Taking a few steps back from the start of The Force Awakens, Black Squadron gives us a chance to see the infancy of both the Resistance and the First Order, their relationship to the Rebel Alliance and the Empire, their goals and motivations, and their relationship to the rest of the galaxy — details that the film simply didn’t have the time to explore. It’s fascinating to see each one in their early years, still sorting out what they stand for and why they exist, and the way they’re both organized and operated from the inside.
The search for Luke Skywalker has begun by individuals on both sides, which first must start with the hunt for Lor San Tekka, an intergalactic explorer (seen briefly at the start of The Force Awakens, as played by Max von Sydow). Leia commands Poe to put together a squadron to find him, leading us to the introduction of the five pilots that make up the comic’s title — two of whom also appear in the film itself.
Their search leads them to a mysterious planet inhabited by an equally mysterious cult, and then to a high-security prison where they have to use all their wits to negotiate the prisoner/warden power structures that run the place.
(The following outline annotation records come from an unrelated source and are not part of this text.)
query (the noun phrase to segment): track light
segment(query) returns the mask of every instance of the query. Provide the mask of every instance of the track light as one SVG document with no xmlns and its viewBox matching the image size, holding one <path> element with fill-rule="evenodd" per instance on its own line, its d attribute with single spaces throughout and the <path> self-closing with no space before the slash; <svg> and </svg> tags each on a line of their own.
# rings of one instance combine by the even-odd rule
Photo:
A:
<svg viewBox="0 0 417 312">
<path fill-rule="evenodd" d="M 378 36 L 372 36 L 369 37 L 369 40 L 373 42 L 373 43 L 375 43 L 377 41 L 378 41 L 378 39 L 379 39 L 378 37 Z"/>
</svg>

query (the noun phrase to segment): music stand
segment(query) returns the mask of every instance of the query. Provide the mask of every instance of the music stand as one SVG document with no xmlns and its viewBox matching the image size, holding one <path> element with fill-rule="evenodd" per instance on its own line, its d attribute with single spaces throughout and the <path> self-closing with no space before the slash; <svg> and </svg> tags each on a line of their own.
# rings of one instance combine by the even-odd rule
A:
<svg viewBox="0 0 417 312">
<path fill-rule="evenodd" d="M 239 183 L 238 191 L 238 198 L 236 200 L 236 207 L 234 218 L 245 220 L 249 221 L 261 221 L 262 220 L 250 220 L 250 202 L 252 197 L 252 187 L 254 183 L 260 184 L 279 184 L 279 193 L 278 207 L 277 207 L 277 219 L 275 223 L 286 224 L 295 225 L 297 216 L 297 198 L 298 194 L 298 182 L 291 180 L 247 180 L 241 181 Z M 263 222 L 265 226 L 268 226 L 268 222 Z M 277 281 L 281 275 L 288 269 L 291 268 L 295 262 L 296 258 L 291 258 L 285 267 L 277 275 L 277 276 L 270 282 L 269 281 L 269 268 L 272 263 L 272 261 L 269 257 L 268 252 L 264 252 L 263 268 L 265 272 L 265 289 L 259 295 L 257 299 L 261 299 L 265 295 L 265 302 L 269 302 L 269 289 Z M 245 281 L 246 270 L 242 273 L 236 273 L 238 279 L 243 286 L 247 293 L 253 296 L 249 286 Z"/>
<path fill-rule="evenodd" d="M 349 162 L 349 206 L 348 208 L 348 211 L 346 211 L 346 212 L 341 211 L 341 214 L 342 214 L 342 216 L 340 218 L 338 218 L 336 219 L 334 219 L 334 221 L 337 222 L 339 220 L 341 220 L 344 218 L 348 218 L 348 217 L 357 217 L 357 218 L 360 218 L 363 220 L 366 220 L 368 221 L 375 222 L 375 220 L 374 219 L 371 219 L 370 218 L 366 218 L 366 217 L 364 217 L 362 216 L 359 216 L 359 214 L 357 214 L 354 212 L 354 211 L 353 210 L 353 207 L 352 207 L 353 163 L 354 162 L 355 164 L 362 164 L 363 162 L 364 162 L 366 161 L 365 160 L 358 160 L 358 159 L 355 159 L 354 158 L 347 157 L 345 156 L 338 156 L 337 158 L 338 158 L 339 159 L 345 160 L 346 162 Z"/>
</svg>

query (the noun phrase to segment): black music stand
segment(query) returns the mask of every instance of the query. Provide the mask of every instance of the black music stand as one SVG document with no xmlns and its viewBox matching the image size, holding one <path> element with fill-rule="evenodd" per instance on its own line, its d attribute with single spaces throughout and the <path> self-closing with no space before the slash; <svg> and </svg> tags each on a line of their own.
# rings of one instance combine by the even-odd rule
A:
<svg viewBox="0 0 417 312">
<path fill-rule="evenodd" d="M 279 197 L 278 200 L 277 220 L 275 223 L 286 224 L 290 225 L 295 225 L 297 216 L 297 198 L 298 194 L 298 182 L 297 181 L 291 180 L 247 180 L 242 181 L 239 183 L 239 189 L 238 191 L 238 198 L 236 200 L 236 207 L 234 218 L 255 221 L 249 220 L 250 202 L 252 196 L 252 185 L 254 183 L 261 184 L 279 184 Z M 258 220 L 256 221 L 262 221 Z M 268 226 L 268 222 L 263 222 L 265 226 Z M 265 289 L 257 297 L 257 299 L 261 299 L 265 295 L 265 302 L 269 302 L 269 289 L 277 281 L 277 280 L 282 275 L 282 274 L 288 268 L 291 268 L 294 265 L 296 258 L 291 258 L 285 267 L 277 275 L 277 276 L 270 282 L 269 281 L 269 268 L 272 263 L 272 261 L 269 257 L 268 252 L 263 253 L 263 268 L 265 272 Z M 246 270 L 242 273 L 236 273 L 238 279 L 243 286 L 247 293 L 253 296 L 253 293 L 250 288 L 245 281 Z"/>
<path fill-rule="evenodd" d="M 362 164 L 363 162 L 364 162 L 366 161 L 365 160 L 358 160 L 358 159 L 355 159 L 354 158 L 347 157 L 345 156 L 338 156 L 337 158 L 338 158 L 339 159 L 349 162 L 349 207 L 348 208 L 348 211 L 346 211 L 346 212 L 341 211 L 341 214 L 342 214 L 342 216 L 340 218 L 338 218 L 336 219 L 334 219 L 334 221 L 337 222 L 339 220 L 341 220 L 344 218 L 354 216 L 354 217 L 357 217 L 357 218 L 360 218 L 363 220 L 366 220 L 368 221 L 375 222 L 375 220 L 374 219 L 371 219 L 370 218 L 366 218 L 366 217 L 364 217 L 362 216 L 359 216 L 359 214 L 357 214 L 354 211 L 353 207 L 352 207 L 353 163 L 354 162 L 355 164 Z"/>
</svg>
There’s the daredevilry and camaraderie you’d expect from any STAR WARS film, along with an effective villain in the form of Agent Terex, a former Imperial who is skeptical about the way the First Order is run.
Black Squadron serves as a fitting lead-up to the events of The Force Awakens, and for those that didn’t like Poe’s characterization in The Last Jedi, also helps better establish him as an impulsive, hot-headed pilot whose tendency to ignore orders and break rules could certainly have repercussions down the line.
This collection also includes a mini-comic in which BB-8 plays matchmaker among two Resistance recruits. It’s cute.